The Regulatory Reckoning
Regulators are beginning to scrutinize OTA market power. The EU, in particular, has signaled concern:
- Digital Markets Act (2022): Classifies Booking.com as a "gatekeeper" platform, subject to new interoperability and fairness requirements
- France: Passed legislation limiting OTA commissions on certain booking types
- Australia: Launched investigation into OTA pricing practices after COVID-era disputes
The core regulatory question: Should platforms that control 30% of global hotel distribution have the power to dictate terms unilaterally to hotels that have no realistic alternative?
The answer from regulators is increasingly "no." But enforcement is slow, and Booking.com's market position is so entrenched that even regulatory pressure hasn't fundamentally altered the power dynamic.
So What? Implications for Different Audiences
For travelers: Recognize that OTA prices are often higher than direct bookings. Use Booking.com for discovery, then check the hotel's direct website before booking. You may save 10-15% and help the hotel capture more revenue.
For hotels: The path to independence is difficult but necessary for long-term survival. Invest in direct booking technology, build email lists, and develop loyalty programs. Some chains (Marriott, IHG) have made progress, but independent and smaller properties remain trapped in OTA dependency.
For regulators: OTA commission caps, mandatory interoperability, and transparency requirements are policy options used in some jurisdictions. The question is whether these interventions will be implemented broadly enough to actually shift power dynamics.
For investors: Booking.com's dominance appears durable—hotels need it, and travelers are habituated to using it.
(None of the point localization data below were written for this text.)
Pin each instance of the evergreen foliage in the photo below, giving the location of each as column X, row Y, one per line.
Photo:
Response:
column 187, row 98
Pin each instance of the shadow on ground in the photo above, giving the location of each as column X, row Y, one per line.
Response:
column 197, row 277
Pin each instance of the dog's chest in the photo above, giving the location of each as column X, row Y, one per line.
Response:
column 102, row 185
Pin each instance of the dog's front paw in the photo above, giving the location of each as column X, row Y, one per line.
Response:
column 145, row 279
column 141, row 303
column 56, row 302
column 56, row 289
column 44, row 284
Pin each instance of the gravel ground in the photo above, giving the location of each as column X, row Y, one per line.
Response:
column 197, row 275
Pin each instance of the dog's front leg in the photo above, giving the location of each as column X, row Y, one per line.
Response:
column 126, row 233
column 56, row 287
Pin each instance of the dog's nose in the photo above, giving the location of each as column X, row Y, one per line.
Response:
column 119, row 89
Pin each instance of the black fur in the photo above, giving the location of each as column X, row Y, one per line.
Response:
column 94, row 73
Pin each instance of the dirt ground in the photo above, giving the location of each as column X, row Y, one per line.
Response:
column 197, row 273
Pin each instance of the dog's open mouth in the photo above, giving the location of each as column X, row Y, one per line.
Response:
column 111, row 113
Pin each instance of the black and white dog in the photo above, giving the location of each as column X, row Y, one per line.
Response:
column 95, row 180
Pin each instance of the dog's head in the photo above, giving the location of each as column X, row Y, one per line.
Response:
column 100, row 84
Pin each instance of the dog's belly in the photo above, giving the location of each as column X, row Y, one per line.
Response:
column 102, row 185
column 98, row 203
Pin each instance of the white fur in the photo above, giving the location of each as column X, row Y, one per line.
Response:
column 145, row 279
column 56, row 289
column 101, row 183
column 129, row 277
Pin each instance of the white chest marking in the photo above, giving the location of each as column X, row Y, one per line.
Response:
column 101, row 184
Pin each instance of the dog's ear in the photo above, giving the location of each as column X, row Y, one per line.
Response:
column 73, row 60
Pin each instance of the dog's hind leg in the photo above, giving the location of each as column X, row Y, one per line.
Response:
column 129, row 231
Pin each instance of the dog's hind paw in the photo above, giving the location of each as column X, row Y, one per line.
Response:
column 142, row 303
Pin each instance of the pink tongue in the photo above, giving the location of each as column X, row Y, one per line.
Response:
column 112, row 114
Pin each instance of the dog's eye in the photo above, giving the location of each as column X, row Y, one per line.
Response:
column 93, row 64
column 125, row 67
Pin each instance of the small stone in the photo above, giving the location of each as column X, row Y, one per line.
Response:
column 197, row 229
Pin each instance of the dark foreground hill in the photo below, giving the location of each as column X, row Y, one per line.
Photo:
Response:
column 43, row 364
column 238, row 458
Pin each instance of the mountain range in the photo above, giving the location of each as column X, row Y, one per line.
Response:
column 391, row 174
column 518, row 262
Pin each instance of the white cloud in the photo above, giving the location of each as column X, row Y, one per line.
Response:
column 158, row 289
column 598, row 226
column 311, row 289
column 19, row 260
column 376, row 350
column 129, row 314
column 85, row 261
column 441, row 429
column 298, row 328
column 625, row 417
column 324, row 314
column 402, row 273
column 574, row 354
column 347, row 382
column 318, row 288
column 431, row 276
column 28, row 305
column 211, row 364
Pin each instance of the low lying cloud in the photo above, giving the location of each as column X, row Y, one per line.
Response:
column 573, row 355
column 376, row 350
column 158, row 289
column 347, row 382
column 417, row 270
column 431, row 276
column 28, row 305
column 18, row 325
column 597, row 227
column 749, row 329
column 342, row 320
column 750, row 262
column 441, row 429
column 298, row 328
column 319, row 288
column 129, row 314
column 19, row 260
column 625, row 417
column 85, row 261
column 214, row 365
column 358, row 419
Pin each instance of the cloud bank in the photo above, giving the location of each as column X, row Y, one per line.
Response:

But regulatory pressure and rising commission rates may eventually force market adjustments.
The travel intermediary market reveals a fundamental challenge of digital platforms: convenience and scale create network effects that lead to market concentration, which then enables economic extraction from those who depend on the platform. Booking.com didn't invent this pattern, but it perfected it globally, proving that the most powerful business model in digital isn't always the one that creates the most value—it's the one that controls the choke point between supply and demand.